The computing power of GPUs of desktop workstations are often high. These graphics cards can be efficiently used for running parallel computations because of their architecture, and developing applications for GPUs has never been easier since NVIDIA's CUDA introduced to the public. There are 26 workstations in my department's student laboratory, each one is equipped with an NVIDIA GPU. All together these GPUs have 18 TFLOP/s theoretical computing power which is three times more than what the University's supercomputer has. If we can aggregate this huge amount of computing power for research and educational purposes, we could solve a lot of problems in significantly less time from a wide variety of disciplines eg. physics simulations, medical imaging, protein database searches, option pricing, etc. From the educational side we could provide opportunity for students to try developing multi-GPU applications, while we do not have to change the current hardware configurations.

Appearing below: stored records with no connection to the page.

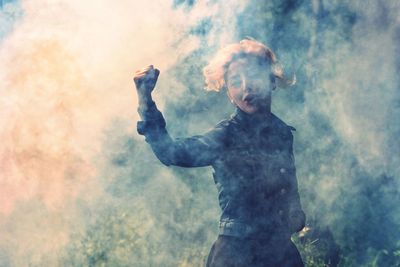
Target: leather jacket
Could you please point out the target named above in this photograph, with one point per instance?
(254, 168)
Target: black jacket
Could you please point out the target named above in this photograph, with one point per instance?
(254, 170)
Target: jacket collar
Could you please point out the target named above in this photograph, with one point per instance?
(260, 120)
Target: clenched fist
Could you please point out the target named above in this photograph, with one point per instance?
(145, 80)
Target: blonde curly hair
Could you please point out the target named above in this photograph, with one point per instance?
(214, 73)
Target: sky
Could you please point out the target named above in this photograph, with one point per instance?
(79, 186)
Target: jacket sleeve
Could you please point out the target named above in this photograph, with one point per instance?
(296, 214)
(195, 151)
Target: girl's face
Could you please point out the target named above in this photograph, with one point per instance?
(249, 85)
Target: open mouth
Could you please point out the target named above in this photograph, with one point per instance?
(251, 99)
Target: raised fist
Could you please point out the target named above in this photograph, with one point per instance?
(146, 79)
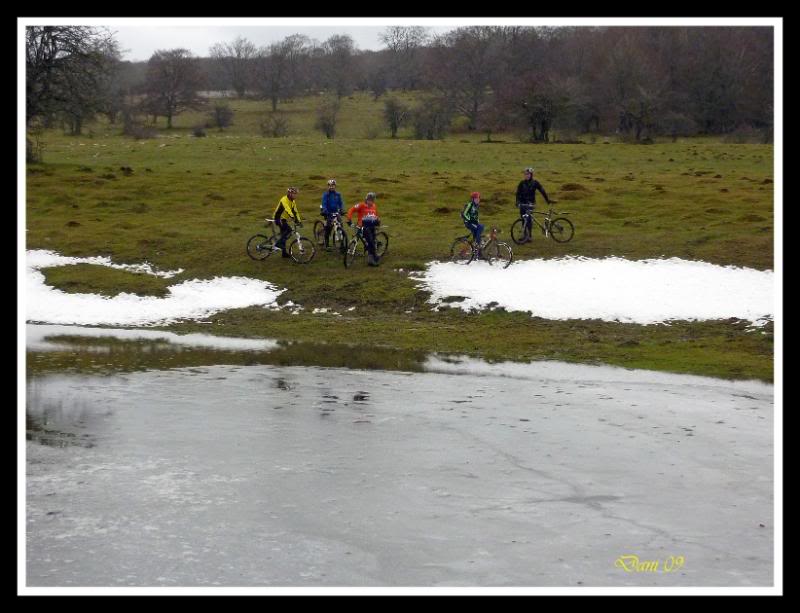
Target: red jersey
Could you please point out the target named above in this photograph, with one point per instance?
(364, 209)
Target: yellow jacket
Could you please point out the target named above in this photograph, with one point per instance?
(287, 208)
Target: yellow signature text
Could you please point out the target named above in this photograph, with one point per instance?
(631, 563)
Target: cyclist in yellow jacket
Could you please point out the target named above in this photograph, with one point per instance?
(287, 208)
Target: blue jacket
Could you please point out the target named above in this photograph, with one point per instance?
(332, 203)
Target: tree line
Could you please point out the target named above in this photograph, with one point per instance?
(634, 81)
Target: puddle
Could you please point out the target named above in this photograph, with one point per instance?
(198, 461)
(610, 289)
(191, 299)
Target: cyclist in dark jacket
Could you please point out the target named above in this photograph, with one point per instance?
(332, 205)
(469, 215)
(526, 199)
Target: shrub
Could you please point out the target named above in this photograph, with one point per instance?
(221, 116)
(431, 120)
(327, 113)
(275, 125)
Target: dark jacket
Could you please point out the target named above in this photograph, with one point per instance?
(526, 191)
(470, 212)
(332, 203)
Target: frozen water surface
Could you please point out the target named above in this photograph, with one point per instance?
(463, 474)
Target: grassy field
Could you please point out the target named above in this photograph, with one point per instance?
(183, 202)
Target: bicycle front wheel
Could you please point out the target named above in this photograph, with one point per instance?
(496, 252)
(381, 244)
(319, 232)
(518, 232)
(561, 230)
(353, 251)
(461, 251)
(302, 250)
(259, 247)
(340, 240)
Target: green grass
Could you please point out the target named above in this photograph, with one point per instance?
(192, 203)
(92, 279)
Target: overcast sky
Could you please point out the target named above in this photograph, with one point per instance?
(139, 43)
(140, 37)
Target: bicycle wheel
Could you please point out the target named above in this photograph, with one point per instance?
(302, 250)
(355, 250)
(340, 240)
(518, 234)
(319, 232)
(561, 230)
(381, 244)
(502, 254)
(259, 247)
(461, 251)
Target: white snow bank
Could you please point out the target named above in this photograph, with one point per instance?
(193, 299)
(612, 289)
(45, 259)
(45, 338)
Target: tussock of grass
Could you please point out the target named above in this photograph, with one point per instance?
(203, 199)
(93, 279)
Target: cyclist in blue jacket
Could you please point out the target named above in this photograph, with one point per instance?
(526, 199)
(332, 205)
(470, 214)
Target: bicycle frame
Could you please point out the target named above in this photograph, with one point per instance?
(544, 225)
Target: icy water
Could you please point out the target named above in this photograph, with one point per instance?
(157, 460)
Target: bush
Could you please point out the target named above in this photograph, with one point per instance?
(372, 130)
(677, 124)
(745, 134)
(394, 114)
(139, 131)
(221, 116)
(327, 113)
(431, 121)
(275, 125)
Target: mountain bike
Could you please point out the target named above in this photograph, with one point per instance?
(560, 229)
(357, 247)
(464, 250)
(338, 236)
(261, 246)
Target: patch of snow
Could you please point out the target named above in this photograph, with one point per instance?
(611, 289)
(192, 299)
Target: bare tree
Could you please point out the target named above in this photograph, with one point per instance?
(237, 59)
(221, 116)
(395, 113)
(327, 115)
(68, 70)
(404, 44)
(340, 66)
(173, 81)
(279, 68)
(461, 68)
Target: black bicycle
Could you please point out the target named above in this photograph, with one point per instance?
(464, 250)
(560, 229)
(357, 246)
(261, 246)
(338, 236)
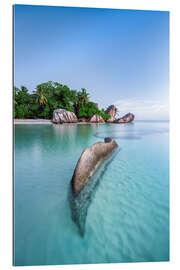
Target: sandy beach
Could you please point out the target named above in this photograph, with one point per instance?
(46, 122)
(32, 121)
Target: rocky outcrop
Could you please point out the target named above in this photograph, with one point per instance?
(96, 119)
(111, 110)
(83, 119)
(63, 116)
(90, 160)
(126, 118)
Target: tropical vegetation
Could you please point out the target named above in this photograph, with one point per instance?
(51, 95)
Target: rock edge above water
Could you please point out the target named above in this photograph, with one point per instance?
(90, 159)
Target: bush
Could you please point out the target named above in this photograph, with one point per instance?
(89, 109)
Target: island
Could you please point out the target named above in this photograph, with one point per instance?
(59, 104)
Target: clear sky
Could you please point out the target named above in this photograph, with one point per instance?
(120, 56)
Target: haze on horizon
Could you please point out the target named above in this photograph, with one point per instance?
(121, 57)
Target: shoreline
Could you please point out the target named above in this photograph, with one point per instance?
(45, 122)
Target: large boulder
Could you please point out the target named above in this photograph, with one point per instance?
(90, 159)
(96, 119)
(126, 118)
(63, 116)
(83, 119)
(111, 110)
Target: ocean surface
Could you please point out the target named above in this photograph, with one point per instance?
(128, 215)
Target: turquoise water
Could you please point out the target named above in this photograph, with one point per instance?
(128, 217)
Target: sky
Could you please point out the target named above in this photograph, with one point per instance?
(121, 57)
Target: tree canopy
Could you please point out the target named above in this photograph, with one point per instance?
(51, 95)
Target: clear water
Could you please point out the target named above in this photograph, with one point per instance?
(128, 217)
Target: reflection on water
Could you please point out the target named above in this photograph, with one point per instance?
(130, 132)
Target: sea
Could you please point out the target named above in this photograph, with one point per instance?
(127, 216)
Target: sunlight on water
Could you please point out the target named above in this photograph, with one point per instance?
(127, 218)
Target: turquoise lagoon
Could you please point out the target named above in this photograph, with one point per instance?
(128, 217)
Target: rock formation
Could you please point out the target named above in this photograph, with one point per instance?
(126, 118)
(63, 116)
(91, 158)
(96, 119)
(111, 110)
(83, 119)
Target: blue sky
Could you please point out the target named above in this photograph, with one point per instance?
(120, 56)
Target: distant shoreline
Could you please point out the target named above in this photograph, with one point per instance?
(46, 122)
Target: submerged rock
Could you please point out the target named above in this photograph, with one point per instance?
(63, 116)
(96, 119)
(91, 158)
(111, 110)
(83, 119)
(86, 177)
(126, 118)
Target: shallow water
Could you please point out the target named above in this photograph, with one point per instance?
(128, 217)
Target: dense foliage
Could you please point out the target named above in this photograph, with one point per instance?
(50, 96)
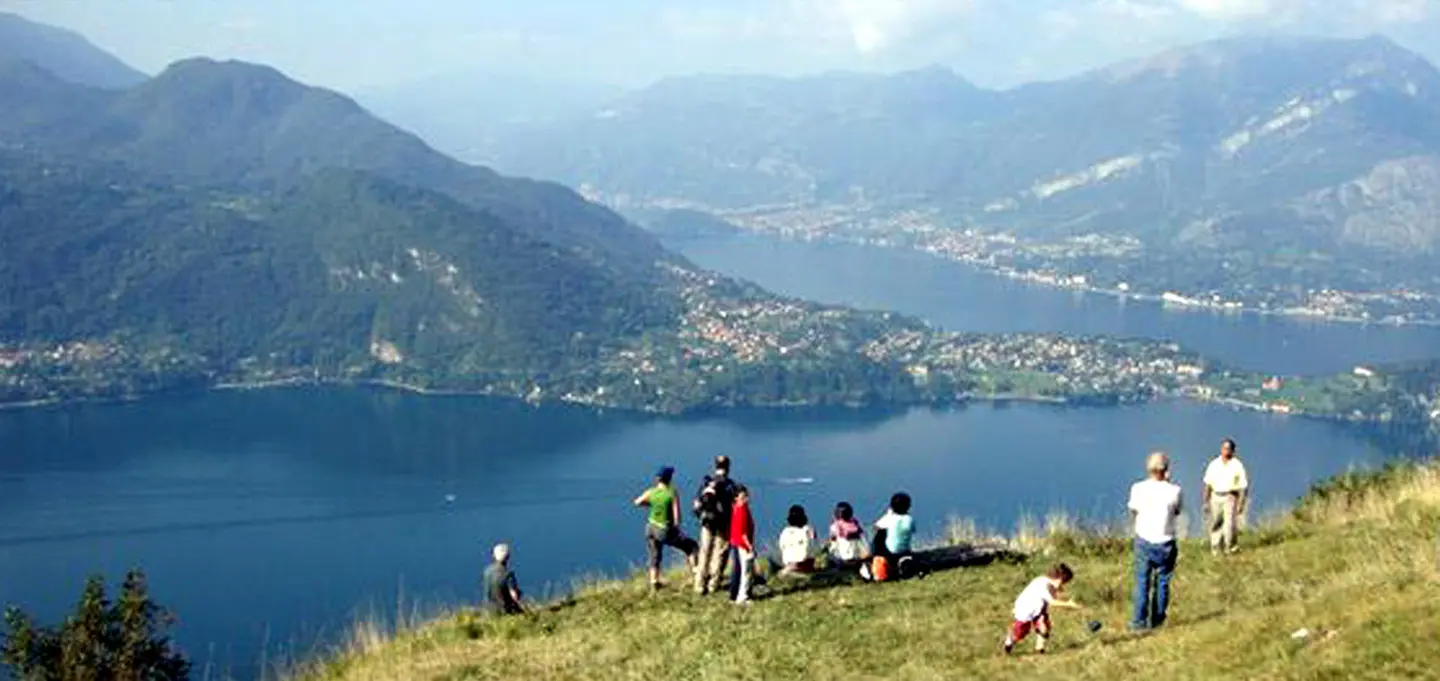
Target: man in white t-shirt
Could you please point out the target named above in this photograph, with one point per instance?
(1155, 504)
(1226, 495)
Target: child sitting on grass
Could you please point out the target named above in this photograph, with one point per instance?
(1033, 606)
(795, 543)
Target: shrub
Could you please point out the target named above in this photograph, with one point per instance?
(102, 641)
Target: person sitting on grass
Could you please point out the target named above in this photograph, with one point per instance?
(847, 536)
(1033, 608)
(892, 544)
(501, 586)
(663, 524)
(795, 542)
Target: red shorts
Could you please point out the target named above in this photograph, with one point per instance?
(1038, 625)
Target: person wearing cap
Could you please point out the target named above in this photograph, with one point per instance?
(501, 588)
(713, 504)
(663, 523)
(1226, 497)
(1155, 506)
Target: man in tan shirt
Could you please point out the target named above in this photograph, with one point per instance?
(1226, 497)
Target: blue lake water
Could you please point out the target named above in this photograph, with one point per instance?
(962, 298)
(270, 520)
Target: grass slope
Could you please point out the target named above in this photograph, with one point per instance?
(1355, 565)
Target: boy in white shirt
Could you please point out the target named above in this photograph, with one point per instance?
(1033, 606)
(1155, 504)
(1227, 490)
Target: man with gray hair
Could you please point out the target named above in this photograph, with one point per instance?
(501, 588)
(1155, 504)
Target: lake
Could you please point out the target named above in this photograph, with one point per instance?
(271, 520)
(962, 298)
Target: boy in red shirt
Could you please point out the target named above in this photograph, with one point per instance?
(742, 546)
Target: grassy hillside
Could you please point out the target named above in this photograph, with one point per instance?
(1354, 563)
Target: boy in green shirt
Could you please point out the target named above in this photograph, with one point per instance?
(663, 523)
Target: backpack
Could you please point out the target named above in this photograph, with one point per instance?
(713, 500)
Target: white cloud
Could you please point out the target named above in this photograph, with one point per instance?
(863, 26)
(1403, 10)
(1230, 9)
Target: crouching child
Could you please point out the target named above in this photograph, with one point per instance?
(1034, 603)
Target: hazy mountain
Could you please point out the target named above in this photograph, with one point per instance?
(64, 53)
(232, 124)
(222, 222)
(471, 115)
(1260, 141)
(320, 272)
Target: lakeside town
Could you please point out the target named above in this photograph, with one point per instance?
(738, 346)
(1099, 264)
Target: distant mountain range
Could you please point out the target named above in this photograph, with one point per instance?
(65, 53)
(1249, 143)
(221, 222)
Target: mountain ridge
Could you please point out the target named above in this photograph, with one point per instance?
(62, 52)
(1237, 125)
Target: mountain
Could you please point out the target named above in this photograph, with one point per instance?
(471, 114)
(1259, 143)
(61, 52)
(241, 125)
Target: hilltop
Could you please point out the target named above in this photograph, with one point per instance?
(1354, 563)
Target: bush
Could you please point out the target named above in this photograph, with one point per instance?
(102, 641)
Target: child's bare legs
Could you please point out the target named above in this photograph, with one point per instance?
(1041, 632)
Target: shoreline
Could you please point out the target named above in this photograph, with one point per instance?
(959, 400)
(1188, 305)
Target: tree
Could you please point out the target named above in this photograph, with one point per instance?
(102, 641)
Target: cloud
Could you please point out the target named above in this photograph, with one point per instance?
(876, 25)
(1229, 10)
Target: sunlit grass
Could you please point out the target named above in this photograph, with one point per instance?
(1354, 565)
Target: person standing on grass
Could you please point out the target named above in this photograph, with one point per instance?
(1155, 504)
(663, 524)
(742, 546)
(501, 588)
(1226, 497)
(712, 507)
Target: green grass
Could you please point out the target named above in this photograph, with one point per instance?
(1357, 567)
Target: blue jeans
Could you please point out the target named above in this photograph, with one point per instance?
(1154, 565)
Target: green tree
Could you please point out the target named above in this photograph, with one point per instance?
(102, 641)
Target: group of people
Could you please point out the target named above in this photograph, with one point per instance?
(1155, 508)
(722, 507)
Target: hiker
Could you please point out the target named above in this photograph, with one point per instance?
(1155, 504)
(501, 588)
(712, 507)
(795, 542)
(1034, 603)
(663, 524)
(847, 536)
(742, 546)
(890, 547)
(1226, 497)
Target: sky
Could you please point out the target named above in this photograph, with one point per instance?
(365, 45)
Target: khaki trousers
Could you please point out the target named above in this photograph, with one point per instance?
(1224, 521)
(714, 546)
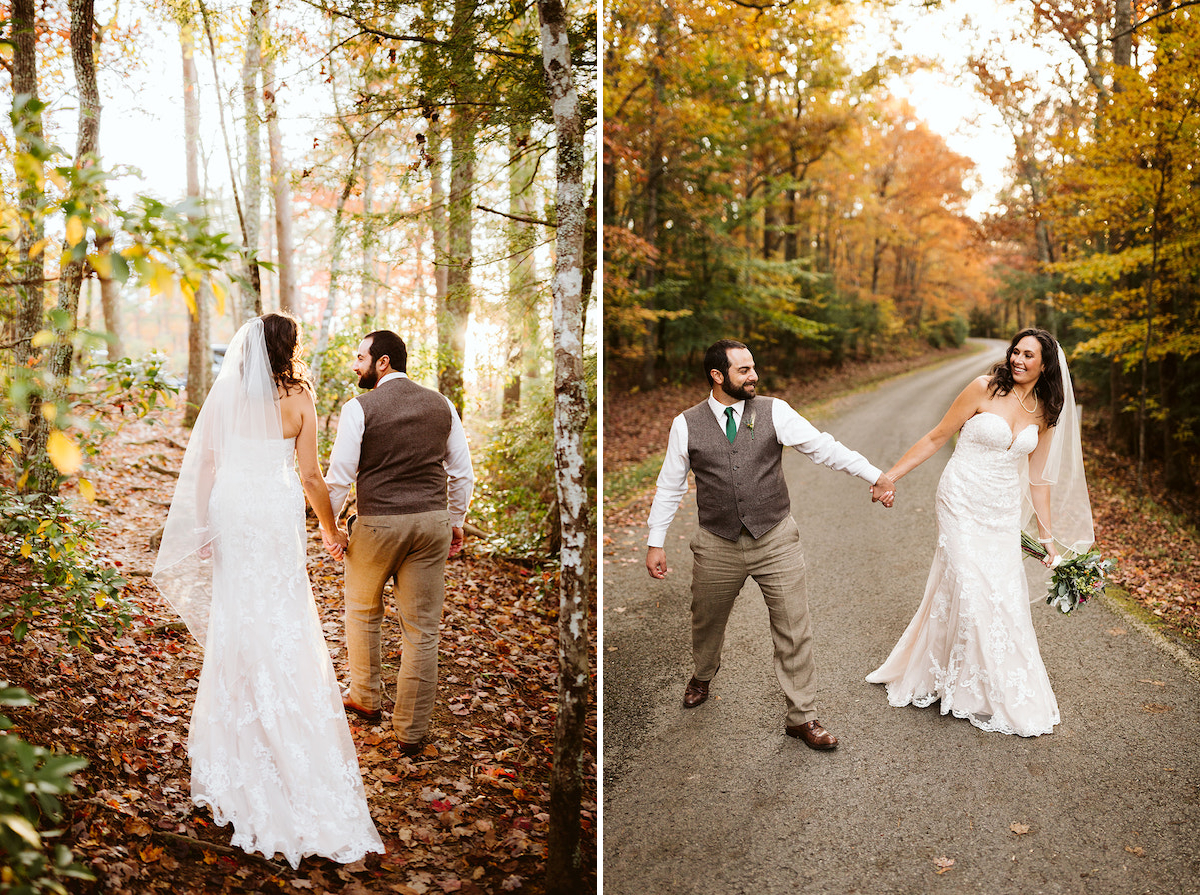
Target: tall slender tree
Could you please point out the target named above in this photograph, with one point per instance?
(281, 186)
(564, 869)
(85, 197)
(199, 364)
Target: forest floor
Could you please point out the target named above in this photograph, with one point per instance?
(1155, 541)
(468, 815)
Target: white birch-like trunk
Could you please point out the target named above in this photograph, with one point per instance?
(564, 870)
(281, 190)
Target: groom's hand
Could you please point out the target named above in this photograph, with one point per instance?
(657, 562)
(335, 544)
(885, 490)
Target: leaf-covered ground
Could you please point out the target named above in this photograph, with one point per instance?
(1157, 550)
(468, 815)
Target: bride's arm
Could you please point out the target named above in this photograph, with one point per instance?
(1039, 491)
(965, 406)
(313, 482)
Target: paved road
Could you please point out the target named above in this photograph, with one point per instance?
(717, 799)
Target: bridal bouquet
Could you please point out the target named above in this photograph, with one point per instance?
(1074, 581)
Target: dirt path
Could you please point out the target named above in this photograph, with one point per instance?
(718, 799)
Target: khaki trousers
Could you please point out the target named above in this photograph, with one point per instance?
(777, 563)
(412, 550)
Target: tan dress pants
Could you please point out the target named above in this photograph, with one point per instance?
(777, 563)
(413, 550)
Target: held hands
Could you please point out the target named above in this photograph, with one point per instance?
(335, 542)
(883, 491)
(657, 562)
(1051, 558)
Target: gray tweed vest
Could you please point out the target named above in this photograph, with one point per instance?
(738, 485)
(401, 470)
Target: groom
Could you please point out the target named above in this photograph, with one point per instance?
(405, 448)
(733, 444)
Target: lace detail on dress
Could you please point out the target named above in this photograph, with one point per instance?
(270, 748)
(971, 643)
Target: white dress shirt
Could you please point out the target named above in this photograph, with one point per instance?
(343, 460)
(791, 430)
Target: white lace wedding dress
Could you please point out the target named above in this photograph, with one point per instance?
(270, 748)
(971, 643)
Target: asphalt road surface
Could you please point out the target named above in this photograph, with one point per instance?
(717, 799)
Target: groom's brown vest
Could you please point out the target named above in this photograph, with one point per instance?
(405, 433)
(742, 484)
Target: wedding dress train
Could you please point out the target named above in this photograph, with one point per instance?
(270, 748)
(971, 643)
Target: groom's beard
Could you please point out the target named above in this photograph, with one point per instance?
(738, 394)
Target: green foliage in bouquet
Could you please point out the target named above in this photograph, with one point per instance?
(1075, 580)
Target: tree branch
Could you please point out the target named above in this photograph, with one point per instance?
(411, 38)
(522, 218)
(1156, 16)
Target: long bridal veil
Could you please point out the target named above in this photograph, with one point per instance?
(240, 420)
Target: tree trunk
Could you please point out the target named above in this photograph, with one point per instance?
(367, 275)
(281, 188)
(199, 364)
(523, 319)
(1122, 35)
(252, 299)
(46, 478)
(438, 222)
(27, 109)
(564, 865)
(253, 284)
(522, 306)
(453, 324)
(335, 264)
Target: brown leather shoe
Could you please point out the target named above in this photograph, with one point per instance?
(364, 713)
(695, 694)
(814, 736)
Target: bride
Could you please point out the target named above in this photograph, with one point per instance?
(1018, 463)
(269, 744)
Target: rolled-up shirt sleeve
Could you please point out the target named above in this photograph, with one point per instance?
(672, 484)
(795, 431)
(460, 473)
(343, 460)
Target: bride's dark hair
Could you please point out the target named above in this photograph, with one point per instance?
(1049, 385)
(282, 335)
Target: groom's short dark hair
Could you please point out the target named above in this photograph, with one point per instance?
(718, 358)
(385, 343)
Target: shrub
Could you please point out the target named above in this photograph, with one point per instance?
(55, 547)
(31, 780)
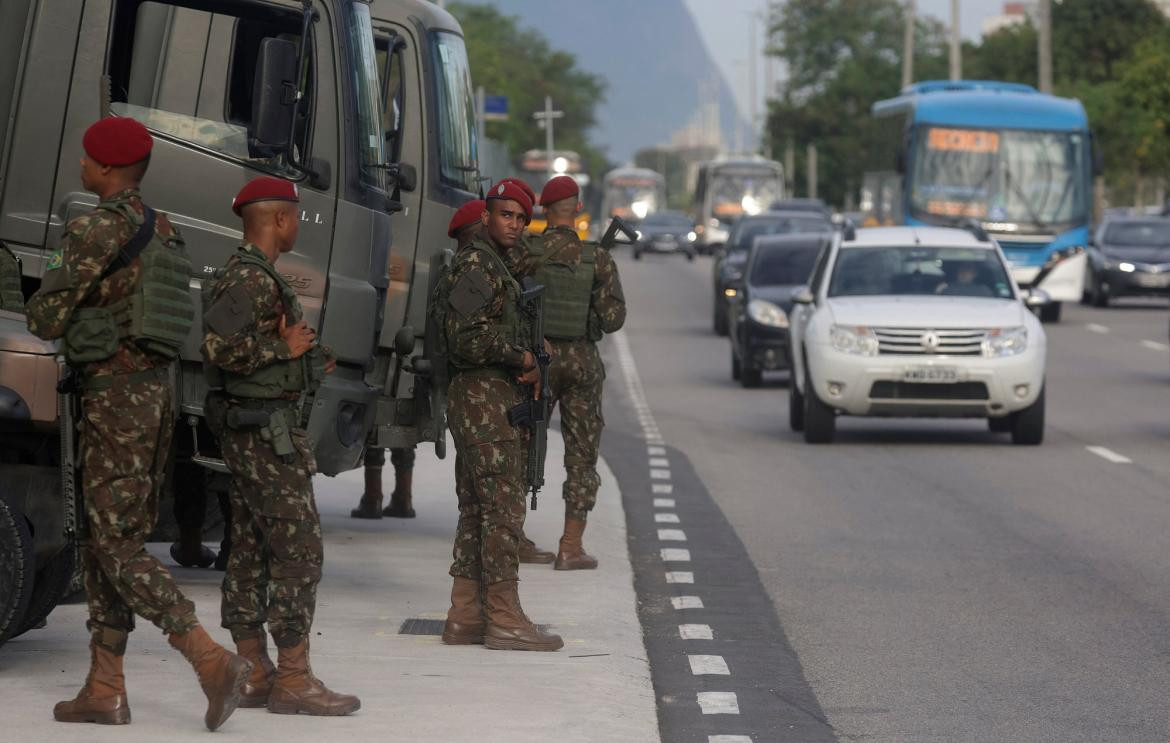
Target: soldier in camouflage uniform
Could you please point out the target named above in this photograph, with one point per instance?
(578, 311)
(263, 362)
(489, 365)
(125, 435)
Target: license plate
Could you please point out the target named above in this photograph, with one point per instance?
(933, 375)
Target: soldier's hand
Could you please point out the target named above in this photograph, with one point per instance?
(298, 337)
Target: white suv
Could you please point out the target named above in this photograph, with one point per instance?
(916, 322)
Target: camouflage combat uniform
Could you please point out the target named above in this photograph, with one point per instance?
(489, 462)
(125, 431)
(577, 375)
(276, 543)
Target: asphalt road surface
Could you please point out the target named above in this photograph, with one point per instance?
(915, 580)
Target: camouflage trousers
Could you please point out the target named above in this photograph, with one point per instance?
(576, 378)
(125, 437)
(489, 476)
(276, 544)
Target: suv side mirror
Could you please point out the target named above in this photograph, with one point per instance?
(274, 95)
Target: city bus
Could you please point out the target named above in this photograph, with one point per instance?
(729, 187)
(1017, 162)
(632, 193)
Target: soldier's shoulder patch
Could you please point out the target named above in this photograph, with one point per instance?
(470, 293)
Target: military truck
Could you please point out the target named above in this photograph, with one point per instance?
(366, 105)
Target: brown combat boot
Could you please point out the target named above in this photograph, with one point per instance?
(572, 555)
(532, 555)
(220, 672)
(508, 627)
(370, 506)
(465, 618)
(260, 683)
(103, 699)
(297, 690)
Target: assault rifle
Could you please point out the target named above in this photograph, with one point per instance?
(534, 412)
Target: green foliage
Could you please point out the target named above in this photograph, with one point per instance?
(518, 62)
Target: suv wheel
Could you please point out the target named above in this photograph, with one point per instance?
(1027, 425)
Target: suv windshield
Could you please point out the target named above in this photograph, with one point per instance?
(367, 130)
(943, 272)
(458, 156)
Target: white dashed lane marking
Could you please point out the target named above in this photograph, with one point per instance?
(718, 702)
(1110, 455)
(708, 666)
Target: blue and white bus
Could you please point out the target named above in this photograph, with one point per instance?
(1016, 160)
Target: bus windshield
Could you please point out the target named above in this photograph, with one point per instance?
(1021, 180)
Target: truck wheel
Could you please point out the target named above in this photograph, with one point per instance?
(1051, 312)
(1027, 425)
(819, 419)
(16, 566)
(49, 589)
(796, 406)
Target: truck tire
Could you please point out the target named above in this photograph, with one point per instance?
(16, 568)
(49, 589)
(819, 419)
(1027, 425)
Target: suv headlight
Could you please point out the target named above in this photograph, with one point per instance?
(768, 314)
(1005, 342)
(854, 339)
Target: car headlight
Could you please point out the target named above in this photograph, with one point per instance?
(768, 314)
(1005, 342)
(854, 339)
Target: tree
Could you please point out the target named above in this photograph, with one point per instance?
(518, 62)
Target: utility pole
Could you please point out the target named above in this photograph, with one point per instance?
(956, 49)
(545, 119)
(1044, 63)
(908, 46)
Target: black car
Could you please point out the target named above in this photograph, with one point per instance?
(777, 268)
(729, 266)
(1130, 256)
(666, 232)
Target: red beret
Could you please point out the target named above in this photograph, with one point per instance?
(523, 185)
(557, 188)
(265, 188)
(467, 215)
(509, 191)
(117, 142)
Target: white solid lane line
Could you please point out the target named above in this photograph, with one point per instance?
(718, 702)
(708, 666)
(1110, 455)
(695, 632)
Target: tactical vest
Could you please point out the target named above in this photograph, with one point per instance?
(12, 298)
(279, 379)
(568, 293)
(157, 316)
(509, 327)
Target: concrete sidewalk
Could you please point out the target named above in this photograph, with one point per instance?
(379, 573)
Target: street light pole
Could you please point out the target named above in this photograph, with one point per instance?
(545, 119)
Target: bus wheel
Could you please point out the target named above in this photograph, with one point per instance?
(16, 566)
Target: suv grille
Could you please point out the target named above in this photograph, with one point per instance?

During my work I learned about the basics of general purpose GPU programming, computer clusters and GPU virtualisation technologies. I examined the laboratory's infrastructure from the point of view of creating a GPGPU cluster and I measured the performance of possible bottleneck system components. Based on the analysis of use cases, measurements and software components currently available I planned and implemented a possible solution for creating a cluster with GPU virtualisation.
This paper consists of three main part. In the first part I present the development of general purpose GPU computing, the CUDA programming model and the current technologies for programming these devices. The second part is all about computer clusters and GPU virtualisation. I present the advantages and disadvantages using GPU virtualisation in HPC clusters, and in the last part I engineer a possible solution for organising the laboratory's computers into a GPGPU cluster. I write about the special needs arising from the different use cases and academic environment, security considerations and last but not least I write about the possibilities of further development of the implemented system.